And here they are finally. I wasn't able to edit the size down any, but this is it. 
I initially used SW stain and finish remover, then followed with a wood brightener. Being in the condition it was in, I was able to use the stripper at about 50% strength which cut down on it's effect on my exposed skin.
I recommended two coats of stain, but he was set on only one coat from the beginning, so that's what was done. I used Farrell-Calhoun's #171 line oil based stain and did apply two coats onto the doghouses as they sucked it up like crazy and i didn't want to have to go back up there.
The shutters were painted with F-C Rustic Stain, which is a solid latex stain.
Overall, considering how he insisted it be done and the shape it was in, it turned out ok. I would have liked to have been able to get him to agree to my initial suggestion, but they were happy with it and that's good with me.
Just next time, I will either reach the agreement more in my favor or pass on the job.


----------



## straight_lines (Oct 17, 2007)

Being you said you didn't make as much as you hoped what do you think you under priced? Labor on the prep or materials? 

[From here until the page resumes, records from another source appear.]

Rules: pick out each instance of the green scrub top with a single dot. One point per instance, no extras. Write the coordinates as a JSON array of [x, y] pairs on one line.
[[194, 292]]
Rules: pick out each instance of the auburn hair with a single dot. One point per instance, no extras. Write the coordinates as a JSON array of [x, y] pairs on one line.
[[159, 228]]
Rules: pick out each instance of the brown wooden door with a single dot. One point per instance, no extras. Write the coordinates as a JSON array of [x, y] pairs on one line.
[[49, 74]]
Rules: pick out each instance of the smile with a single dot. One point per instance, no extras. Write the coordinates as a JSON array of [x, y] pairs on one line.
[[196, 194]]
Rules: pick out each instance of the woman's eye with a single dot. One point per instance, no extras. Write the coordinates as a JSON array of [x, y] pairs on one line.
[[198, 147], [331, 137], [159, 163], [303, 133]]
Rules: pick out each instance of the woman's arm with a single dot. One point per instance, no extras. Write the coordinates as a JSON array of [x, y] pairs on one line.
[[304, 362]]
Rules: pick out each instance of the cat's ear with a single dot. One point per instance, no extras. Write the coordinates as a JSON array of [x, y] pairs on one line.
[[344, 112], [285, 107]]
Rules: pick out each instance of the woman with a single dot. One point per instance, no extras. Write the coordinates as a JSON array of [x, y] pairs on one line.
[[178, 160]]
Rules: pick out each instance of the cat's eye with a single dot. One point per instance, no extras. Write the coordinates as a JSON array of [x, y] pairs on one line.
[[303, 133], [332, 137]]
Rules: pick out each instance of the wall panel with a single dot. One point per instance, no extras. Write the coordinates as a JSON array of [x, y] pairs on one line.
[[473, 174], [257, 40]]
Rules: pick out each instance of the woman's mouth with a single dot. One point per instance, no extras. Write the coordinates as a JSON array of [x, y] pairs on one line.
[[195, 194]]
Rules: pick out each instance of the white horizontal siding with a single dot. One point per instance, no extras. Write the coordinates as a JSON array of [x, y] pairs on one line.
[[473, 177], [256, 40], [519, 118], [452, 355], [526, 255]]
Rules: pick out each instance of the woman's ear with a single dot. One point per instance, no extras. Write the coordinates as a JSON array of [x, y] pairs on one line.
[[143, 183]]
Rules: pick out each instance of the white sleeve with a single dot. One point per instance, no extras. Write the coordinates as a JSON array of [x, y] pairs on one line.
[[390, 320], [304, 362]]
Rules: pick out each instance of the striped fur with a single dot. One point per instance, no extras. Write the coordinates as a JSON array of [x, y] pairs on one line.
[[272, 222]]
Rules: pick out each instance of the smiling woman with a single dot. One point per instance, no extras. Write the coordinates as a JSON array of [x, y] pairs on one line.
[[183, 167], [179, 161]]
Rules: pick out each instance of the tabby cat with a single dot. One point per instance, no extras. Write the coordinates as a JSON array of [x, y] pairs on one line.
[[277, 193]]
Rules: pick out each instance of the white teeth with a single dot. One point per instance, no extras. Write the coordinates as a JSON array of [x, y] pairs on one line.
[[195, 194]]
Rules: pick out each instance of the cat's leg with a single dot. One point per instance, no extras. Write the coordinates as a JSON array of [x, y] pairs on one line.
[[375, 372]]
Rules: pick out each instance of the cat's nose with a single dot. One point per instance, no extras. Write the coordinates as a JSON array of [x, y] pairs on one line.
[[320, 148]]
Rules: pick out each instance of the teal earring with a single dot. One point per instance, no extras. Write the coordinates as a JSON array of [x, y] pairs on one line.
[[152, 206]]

It turned out pretty good thou mate.


----------



## painterman (Jun 2, 2007)

well done!! you should be proud


----------



## Workaholic (Apr 17, 2007)

Nice major improvement. :thumbsup:
Sounds like you learned form this project and that is worth more than one job in the long run.


----------



## JAPaint (Sep 14, 2009)

straight_lines said:


> Being you said you didn't make as much as you hoped what do you think you under priced? Labor on the prep or materials?
> 
> It turned out pretty good thou mate.


I didn't actually underprice the labor, but that is where I lost the profit. The homeowners are good friends that I go to church with, in their mid-80's, and I just wanted to do something nice for them which happened to include their change of mind that led to a more involved (stripping) prep job. Other than that, it pretty much went as I had expected, just a few headaches with things that had to be dealt with. All-in-all, it was worth the opportunity and lessons learned, not to mention it is also located at the city limits on the highway going into the largest city in a 30 mile radius. 

Thanks for the comments all.


----------